How Can the People on Lost Resort 'Emotionally Recover' With All Those Cameras Around?
Entertainment

One of the critical elements in any non-medicinal healing work is stripping away the ego, which is what prevents most people from delving into the memories and emotions they are trained to keep locked tight in order to conform to civil society. The manner in which one strips the ego varies based on the background of their spiritual practice, but in some systems removal of the ego coincides with removing material items, which can be seen as the physical manifestation of the ego itself (objects that are not necessary for living are often seen as status symbols, and therefore an extension of a false self). Removing one’s ego from any kind of healing is vital to the work being done because it serves as the removal of the first barrier. When the ego is removed, it becomes easier to ask harder questions of oneself: What did I do to get myself to this place I need to from? What accountability have I not been taking in life?
Detaching from one’s own ego is extremely difficult and can take months, if not years. Such a practice is inherently at odds with the concept of a reality show, where a story needs to have a beginning, middle, and reasonably happy ending in a matter of weeks. Yet that seems to be the situation on TBS’s newest reality series, Lost Resort, where the topic of the ego did not seem to be broached with the show’s contests prior to beginning their healing retreat. Investigating one’s ego on camera is counterproductive to reality TV, where big egos make for big ratings.
Lost Resort follows nine participants who travel to Costa Rica in an attempt to solve their problems using spiritual practices instead of the usual vices, like compulsive exercising or therapy. While the show aims to be bigger and more altruistic than a typical reality show, that’s precisely what it is—but rather than winning a prize or getting a sunset proposal, its stars will merely improve themselves and hopefully carry on their newfound healing tools into their real lives. However, while I hate to question the judgment of the four facilitators who run the retreat, it’s hard to understand how any of the nine participants are supposed to focus on inner healing when there are cameras pointed at them through every exercise.

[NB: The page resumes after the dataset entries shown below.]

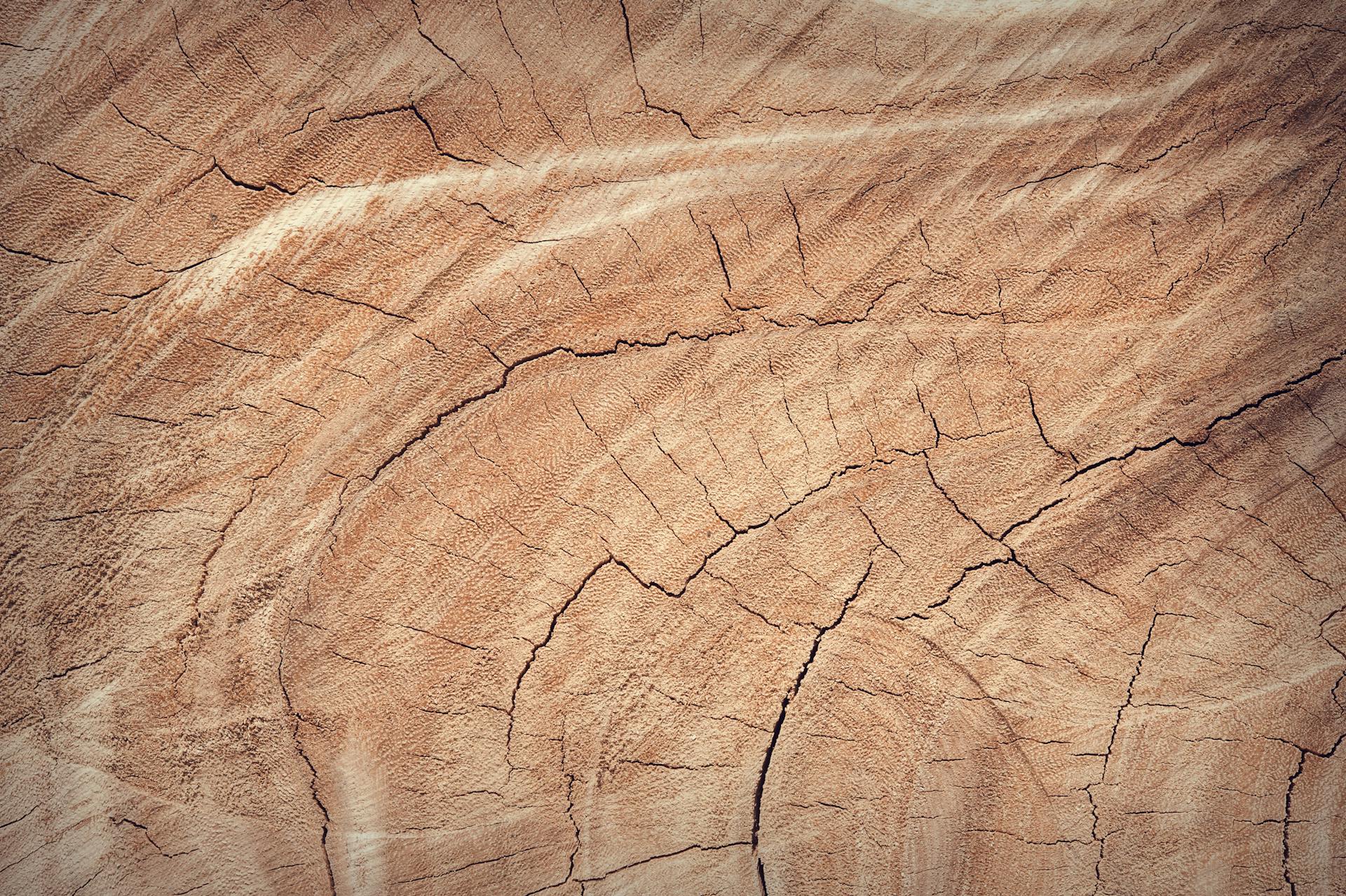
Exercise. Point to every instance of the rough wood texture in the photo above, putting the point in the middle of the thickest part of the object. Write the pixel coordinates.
(714, 447)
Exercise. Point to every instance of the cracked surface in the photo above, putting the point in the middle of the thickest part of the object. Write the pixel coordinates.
(703, 447)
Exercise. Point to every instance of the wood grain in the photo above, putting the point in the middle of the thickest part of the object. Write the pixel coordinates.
(711, 447)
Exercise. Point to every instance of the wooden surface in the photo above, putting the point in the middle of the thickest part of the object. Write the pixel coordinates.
(711, 447)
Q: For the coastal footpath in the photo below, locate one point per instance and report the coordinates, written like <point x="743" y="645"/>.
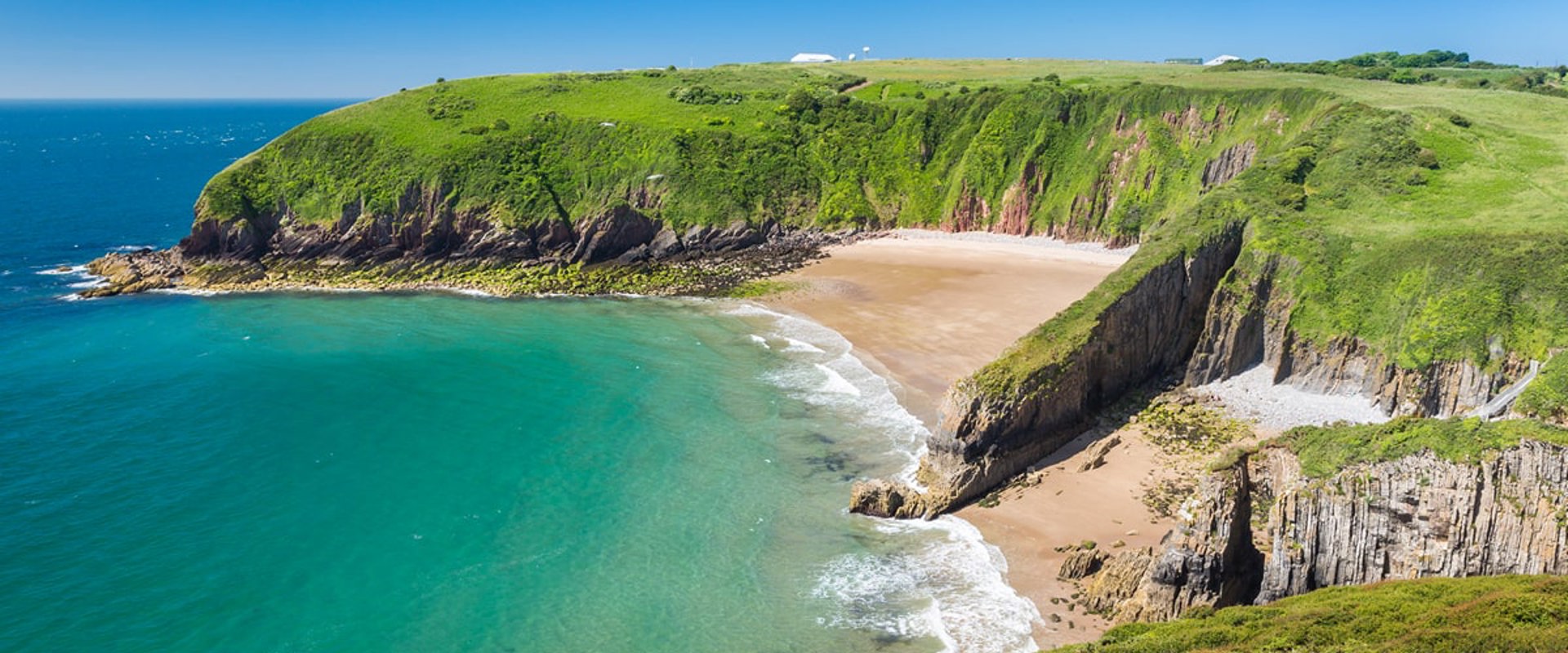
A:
<point x="1405" y="243"/>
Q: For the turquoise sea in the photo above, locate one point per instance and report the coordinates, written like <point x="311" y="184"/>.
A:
<point x="349" y="472"/>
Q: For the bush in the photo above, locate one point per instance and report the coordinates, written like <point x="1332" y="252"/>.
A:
<point x="700" y="95"/>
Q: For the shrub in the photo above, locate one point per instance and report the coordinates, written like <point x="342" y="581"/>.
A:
<point x="700" y="95"/>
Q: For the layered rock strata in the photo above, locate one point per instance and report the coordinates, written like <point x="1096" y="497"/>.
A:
<point x="987" y="438"/>
<point x="1249" y="325"/>
<point x="1263" y="531"/>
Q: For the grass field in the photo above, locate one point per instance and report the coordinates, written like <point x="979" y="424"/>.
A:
<point x="1437" y="614"/>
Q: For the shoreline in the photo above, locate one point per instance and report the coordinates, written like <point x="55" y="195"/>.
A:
<point x="927" y="309"/>
<point x="932" y="307"/>
<point x="922" y="310"/>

The healing methods offered to Lost Resort’s participants include a rage ritual, an ecstatic dance ceremony, yoga, meditation, and sound baths. (I am a believer in most of the methodologies used on the show and have done some myself, although ecstatic dancing was new to me.) The women participants arrived in full glam sporting false eyelashes, red bottoms, and 15 layers of lip liner in the middle of the Costa Rican jungle. The only woman who did not do this was Becca, the pastor. The two men on the retreat do not sport camera-ready makeup, but they are doing some peacocking of their own. Greg, a restaurant owner with self-professed anger issues, talks over a woman during the welcome circle even though she had already grabbed the talking stick, asserting a certain degree of dominance with his tone and taking up space as men are trained to do. On the other hand, there is Vairrun, whose ego is tied to his six-pack and bicep muscles the size of small cantaloupes, which he flexes 24/7. Even one of the facilitators keyed in on how much flexing Vairrun was doing just sitting down.